My v-word is refund, but I don't think anybody will ask for one
You're welcome. I'm always willing to do my best for the reading public. Also, you have an entertaining string of comments going to your post on the giveaway/contest.
See my comment on your v-words in the "Excursion to Tindari" string.
Since you are on the subject of great new mysteries to be savored, have you sampled any of the DeKok series from the Dutch writer Baantjer? I just finished DeKok and the Dead Harlequin, and I highly recommend it.
BOLO . . . Hakan Nesser has a new novel coming out in the U.S. in mid-April. It is entitled WOMAN WITH BIRTHMARK.
Another recommendation for your reading list comes to mind. The books by Michael Gregorio (pen-name of a couple living in Italy) feature a Prussian magistrate during the Napoleonic era. The latest is A VISIBLE DARKNESS. My review will appear in an upcoming issue of MYSTERY NEWS. If you haven't read the Gregorio books, your missing out on an enriching reading experience; the protagonist is a protege of Immanuel Kant, so rational inquiry becomes the cornerstone of the sleuth's investigations.
The De Cock series, whose name has been changed in English to avoid unfortunate associations?
Hi Peter,
Thanks for sharing the thoughts on - Fifty Grand.
Keep up posting.
R.T., I became acquainted with DeKok when I had a Dutch girlfriend a few years book. Baantjer is phenomenally popular in the Netherlands: displays in bookstores, board games based on the books, and an entertaining TV series. I actually liked the one Baantker short story I read better than the novel or two.
Here's an oddity: In the original Dutch books and on Dutch TV, the character's name is spelled "De Cock." The usual Dutch spelling for the name would be "DeKok," and one of the character's recurring tag lines is that he always has to spell his name when he introduces himself: "DeCock, met C-O-C-K," or "De Cock, spelled C-O-C-K."
Marco, I just saw your comment. The spelling may have been changed to avoid unfortunate associations, or because the tag line about the spelling of the name might be lost on a non-Dutch audience.

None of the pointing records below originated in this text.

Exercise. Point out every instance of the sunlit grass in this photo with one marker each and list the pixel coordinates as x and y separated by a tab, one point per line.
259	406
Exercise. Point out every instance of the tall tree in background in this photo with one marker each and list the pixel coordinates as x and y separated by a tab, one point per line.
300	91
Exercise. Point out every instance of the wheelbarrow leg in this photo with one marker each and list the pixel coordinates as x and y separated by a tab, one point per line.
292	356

Thanks, CMA. I'd posted earlier on "Fifty Grand," and I may have at least one more post up my sleeve. I also recommend the author's Michael Forsythe novels: "Dead I Well May Be," "The Dead Yard" and "The Bloomsday Dead."

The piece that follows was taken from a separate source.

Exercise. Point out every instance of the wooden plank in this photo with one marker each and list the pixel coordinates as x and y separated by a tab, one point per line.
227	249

R.T., a double dose of thanks. I've read all three of the Nesser novels published in English translation thus far, and I'll look forward to this one.
I have a couple of the Michael Gregorio books on the TBR pile. Where would recommend that I start?
By all means, begin with the first Hanno Stiffeniis mystery -- CRITIQUE OF CRIMINAL REASON.
Stiffeniis, the Prussian magistrate, is mentored by Immanuel Kant, and that sets that stage for all that follows. Enjoy!
Thanks. I think I have two of the follow-ups, plus one of the books in Italian. I don't that one, though, despite its clever title.